Midweek Drinking #5: Meet The Parents.

Shit name, half arsed beer (Photo attributed to Matt Jarrett)

Shit name, half arsed beer (Photo attributed to Matt Jarrett)

Tuesday 17th December. I’m counting this as ‘midweek’. I meet my friend Cath in City Arms. There are Christmas beers on, I dive in. First in my hand is Holly Daze from Vale Of Glamorgan brewery. Pretty bland. No fire, no Santa, just sort of brown ale. Bit boring.

We encroach on a group’s kinesphere to snare some seating. It’s a new word to me, I’m totally using it.

Like a tiny set of screwdrivers, functional but boring (Photo attributed to Matt Jarrett)

Like a tiny set of screwdrivers, functional but boring (Photo attributed to Matt Jarrett)

We sit right by the bar so it’s easy to order a Wickwar Brewing Co. Christmas Cracker Surprise Winter Ale. The surprise being that it tastes of dishwater. Do these breweries just bang out their leftovers at Christmas? Presumably they do.

Lavigant. Second new word of the day. We made this one up though, it’s a cross between extravagant and lavish and in no way describes Christmas ale.

Recommended by absolutely everyone.

Recommended by absolutely everyone (Photo attributed to Matt Jarrett)

Bosun James Grey. 58 IBUs. Top end of my 40 to 60 tolerance and I once had a Hopcraft beer that tasted of a long distance athlete’s underpants. This is lovely though. The Landlord actually came over to my table and recommended it. Smells of Canaries. Tastes of spring time, cut grass and golf courses.

Gazza? THE Gazza?

Gazza? THE Gazza? (Photo attributed to Matt Jarrett)

My Mum and Dad have arrived, they’ve have gone for this too. Within minutes we’re discussing porn names. For the uninitiated, it’s your first pet’s name and you mother’s maiden name. I’ve no idea how this conversation happened but my Dad is Sally Laing, my Mum is Tiddles Campbell. For the record, I’m Pussy Bowen. Cath is Biff Anthony.
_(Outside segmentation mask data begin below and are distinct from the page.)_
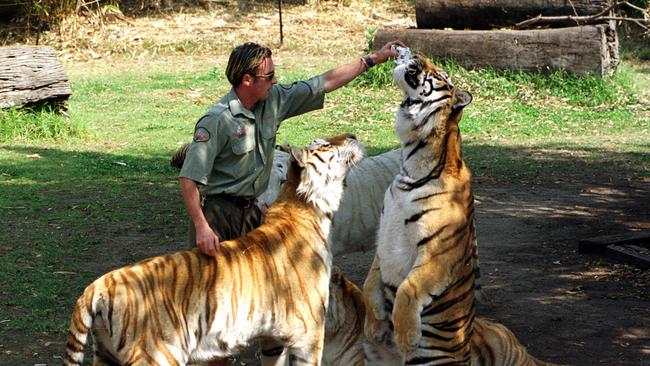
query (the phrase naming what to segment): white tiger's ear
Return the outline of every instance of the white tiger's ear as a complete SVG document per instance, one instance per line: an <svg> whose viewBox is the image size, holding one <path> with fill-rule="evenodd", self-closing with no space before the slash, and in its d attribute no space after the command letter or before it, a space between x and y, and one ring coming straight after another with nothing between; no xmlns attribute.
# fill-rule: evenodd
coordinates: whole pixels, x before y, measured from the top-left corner
<svg viewBox="0 0 650 366"><path fill-rule="evenodd" d="M305 167L305 150L296 149L295 147L291 148L291 161L298 163L298 166L301 168Z"/></svg>
<svg viewBox="0 0 650 366"><path fill-rule="evenodd" d="M454 105L452 108L454 111L463 109L465 106L472 102L472 99L472 94L465 90L457 89L456 93L454 94Z"/></svg>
Everyone else sticks to the same beer next but I go for the Wispa. Pretty malty. Smells fuckloads like Dime Bars. Quite sweet. I like it. I think.
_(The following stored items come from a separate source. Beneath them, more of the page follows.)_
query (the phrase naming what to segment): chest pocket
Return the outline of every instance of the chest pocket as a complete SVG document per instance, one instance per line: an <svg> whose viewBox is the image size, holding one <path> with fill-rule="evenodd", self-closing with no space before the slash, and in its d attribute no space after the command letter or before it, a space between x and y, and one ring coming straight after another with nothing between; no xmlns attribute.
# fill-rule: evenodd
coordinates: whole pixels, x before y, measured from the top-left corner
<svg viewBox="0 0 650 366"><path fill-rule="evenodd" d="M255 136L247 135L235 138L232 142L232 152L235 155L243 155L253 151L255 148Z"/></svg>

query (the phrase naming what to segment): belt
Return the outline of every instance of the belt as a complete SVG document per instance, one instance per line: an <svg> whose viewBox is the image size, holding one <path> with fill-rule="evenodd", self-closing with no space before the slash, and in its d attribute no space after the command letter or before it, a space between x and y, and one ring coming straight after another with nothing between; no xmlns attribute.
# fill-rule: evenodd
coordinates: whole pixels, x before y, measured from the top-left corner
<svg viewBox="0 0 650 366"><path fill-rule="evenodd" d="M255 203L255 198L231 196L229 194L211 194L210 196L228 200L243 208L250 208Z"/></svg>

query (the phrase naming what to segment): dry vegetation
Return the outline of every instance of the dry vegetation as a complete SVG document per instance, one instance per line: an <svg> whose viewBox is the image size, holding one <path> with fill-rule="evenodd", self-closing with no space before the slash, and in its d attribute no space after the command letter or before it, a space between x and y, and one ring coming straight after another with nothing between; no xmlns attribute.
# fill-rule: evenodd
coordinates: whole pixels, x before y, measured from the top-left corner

My Dad, who has really only seen me drink lager, looks astonished that I've ordered this.

My Dad, who has really only seen me drink lager, looks astonished that I’ve ordered this (Photo attributed to Matt Jarrett)

On to Tap House with parents in tow, they’re supposed to be getting the 21.50 train to Cwmbran. This looks unlikely. I order a Tiny Rebel Vader Shuffle. This is chocolate-y, banana-y, caramel-y goodness. Mum thinks it tastes of sweet whiskey. She’s got a point.

Mum and Dad go for FUBAR. Mum wants an actual Tiny Rebel bear. Gazz and Brad, take note. Massive merch opportunity.

Mum and Dad have now decided they’ll get a train to Newport and a cab to Cwmbran. The last train to Cwmbran is 20 past midnight and ‘that’s too late’.

Moor Brewery Smokey Horyzon. This smells of a dentist waiting room and bacon. I hate dentists but this is great. I never thought I’d like TCP flavoured beer but fuck yeah.*

Sophie. Getting ever more creepy.

Sophie. Getting ever more creepy (Photo attributed to Matt Jarrett)

Siren Craft Brew Soundwave. Nice. Jazz style. My Dad says it’s ‘quarter tidy’.

It’s half 11. One more pint and they might as well get the last train. Nods all round.

I have a Wild Brewing Co. Epic Season. Ooh, malty. And malteserery. It’s pretty epic, I’ll give them that. Probably fine to consume between meals too.

The parents’ leave having been sucked in to the midweek drinking experience. I’m sure they’ll be back.

*In the cold, sober light of day, I have no idea why I liked a beer that tasted of antiseptic.